Alfred Charles Kinsey (June 23, 1894 – August 25, 1956) was an American biologist and professor of entomology and zoology, who in 1947 founded the Institute for Sex Research at Indiana University, now known as the Kinsey Institute for Research in Sex, Gender, and Reproduction, as well as producing the Kinsey Reports and the Kinsey scale. Kinsey's research on human sexuality, foundational to the modern field of sexology, provoked controversy in the 1940s and 1950s. His work has profoundly influenced social and cultural values in the United States and many other countries.
Alfred Kinsey was born on June 23, 1894, in Hoboken, New Jersey to Alfred Seguine Kinsey and Sarah Ann Charles. Kinsey was the eldest of three children. His mother had received little formal education; his father was a professor at Stevens Institute of Technology.
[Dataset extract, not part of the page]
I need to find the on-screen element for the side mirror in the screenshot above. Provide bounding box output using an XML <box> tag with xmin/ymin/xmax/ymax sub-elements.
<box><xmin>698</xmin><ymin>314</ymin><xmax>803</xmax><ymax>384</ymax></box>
Kinsey's parents were poor for most of his childhood, and the family often could not afford proper medical care. This may have led to a young Kinsey receiving inadequate treatment for a variety of diseases including rickets, rheumatic fever, and typhoid fever. This health record indicates that Kinsey received suboptimal exposure to sunlight (the cause of rickets in those days before milk and other foods were fortified with vitamin D) and lived in unsanitary conditions for at least part of his childhood. Rickets led to a curvature of the spine, which resulted in a slight stoop that prevented Kinsey from being drafted in 1917 for World War I.